Florida students who attend private schools on state scholarships will be allowed to participate in any innovative learning options their schools offer during the first half of the academic year without losing their financial aid, according to new rules issued today.
As part of an emergency executive order governing the reopening of all schools in August, Florida Education Commissioner Richard Corcoran is allowing for flexibility in the state law requiring all scholarship students to “maintain direct contact with teachers” to keep their state scholarships.
According to the executive order, “the temporary and limited nature of the waiver of statutes and rules is necessary to respond to the pandemic.” All schools, including charter and private schools, must offer traditional on-campus instruction five days per week for families who want it, but schools also may offer a distance learning option to accommodate students whose families do not feel comfortable sending them back to campus.
News of today’s order came as a relief to private school leaders who worried that students unable to attend school in person might be required to forfeit their state scholarships.
“I think this is wonderful,” said Pam Tapley, head of school at Pace Brantley School, a private K-12 school that serves children with learning differences in the central Florida community of Longwood. “There’s a spike right now, and what does that mean for us? Having that executive order allows us the opportunity to switch gears if necessary. This will really take a worry off parents.”
The school requires every student to have an iPad as a condition of enrollment to accommodate online learning.
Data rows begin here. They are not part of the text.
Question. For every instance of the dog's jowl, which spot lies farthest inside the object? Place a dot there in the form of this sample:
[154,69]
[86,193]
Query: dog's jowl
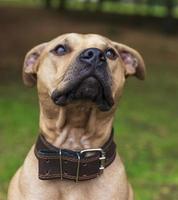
[79,79]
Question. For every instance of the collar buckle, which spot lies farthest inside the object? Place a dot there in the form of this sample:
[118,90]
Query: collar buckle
[102,159]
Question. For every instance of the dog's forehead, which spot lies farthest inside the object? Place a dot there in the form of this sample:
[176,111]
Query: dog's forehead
[75,39]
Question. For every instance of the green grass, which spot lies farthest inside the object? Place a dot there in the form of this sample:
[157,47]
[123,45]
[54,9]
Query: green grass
[110,7]
[145,130]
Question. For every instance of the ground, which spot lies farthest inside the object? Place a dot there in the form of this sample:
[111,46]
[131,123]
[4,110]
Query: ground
[146,122]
That practice enabled the school to transition quickly to online education once all school buildings were closed in March.
The order stipulates that schools choosing to offer innovative learning must submit a plan to the Department outlining how these arrangements will work. All schools should include details on how progress is monitored, how students with special needs or who are English language learners will be served, and how achievement gaps will be closed. Schools that plan to offer only onsite instruction do not have to submit a plan.
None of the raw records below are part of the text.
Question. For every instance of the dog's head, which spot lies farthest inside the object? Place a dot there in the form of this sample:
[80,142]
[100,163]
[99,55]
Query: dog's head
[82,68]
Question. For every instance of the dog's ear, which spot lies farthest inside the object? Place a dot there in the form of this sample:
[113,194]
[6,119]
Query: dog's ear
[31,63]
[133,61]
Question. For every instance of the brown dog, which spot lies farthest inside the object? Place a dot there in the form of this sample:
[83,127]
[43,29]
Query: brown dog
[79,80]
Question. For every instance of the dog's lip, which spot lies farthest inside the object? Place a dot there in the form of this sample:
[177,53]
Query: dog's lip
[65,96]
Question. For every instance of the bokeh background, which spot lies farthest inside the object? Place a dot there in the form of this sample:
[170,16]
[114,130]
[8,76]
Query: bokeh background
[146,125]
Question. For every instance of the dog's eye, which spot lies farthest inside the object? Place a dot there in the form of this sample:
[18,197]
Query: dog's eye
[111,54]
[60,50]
Jacob Oliva, the DOE’s chancellor of public schools, said such innovative plans are expected to meet certain standards allowing for student and teacher interaction. The plans also must indicate how districts will take attendance and how student progress will be documented.
“We want to be sure we’re not just sending home packets on a Monday and collecting them on a Friday,” he told attendees of a webinar today on the executive order.
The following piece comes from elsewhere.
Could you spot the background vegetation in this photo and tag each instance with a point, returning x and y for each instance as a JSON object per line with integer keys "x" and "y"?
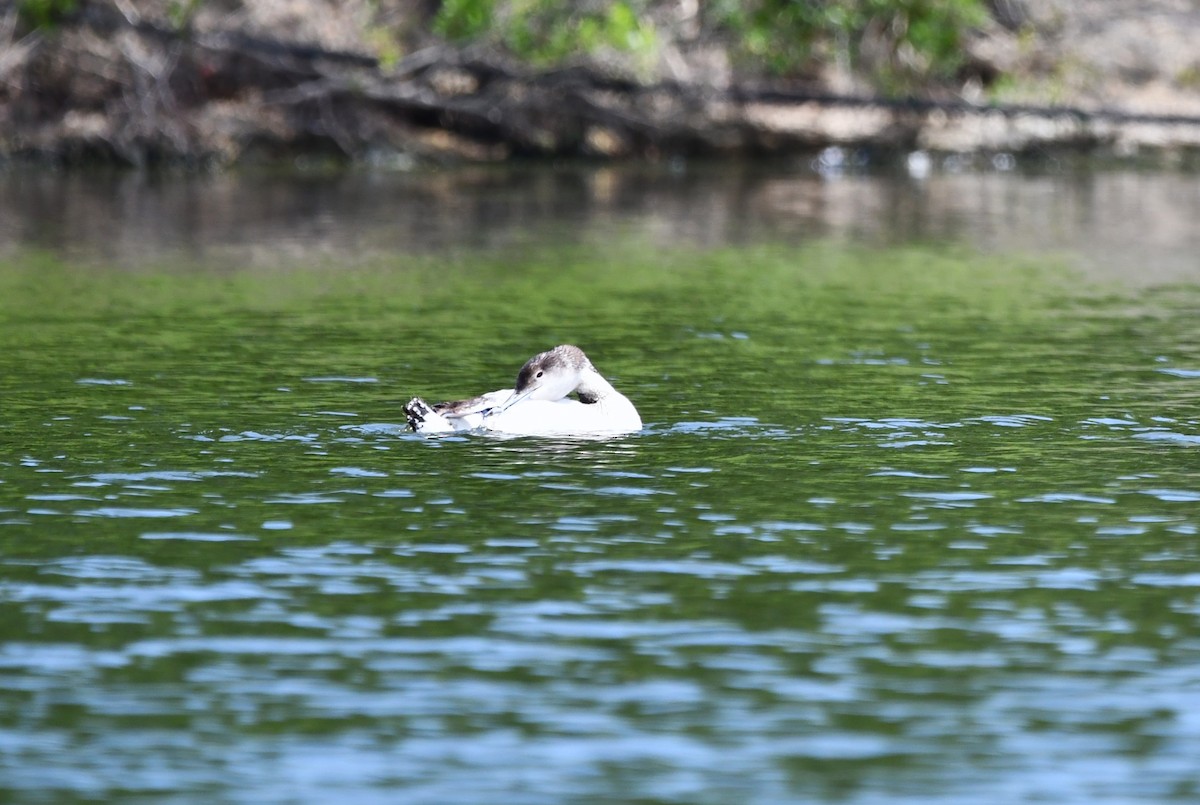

Oliva acknowledged that only about one-third of parents responding to a DOE survey indicated a strong desire to send their children to in-person classes five days a week in the fall. Many families expressed a desire for other education options, such as live online lessons.
The order continues the procedures followed in March when the state temporarily waived in-person requirements for scholarship students as the pandemic forced all schools to pivot to distance learning almost overnight.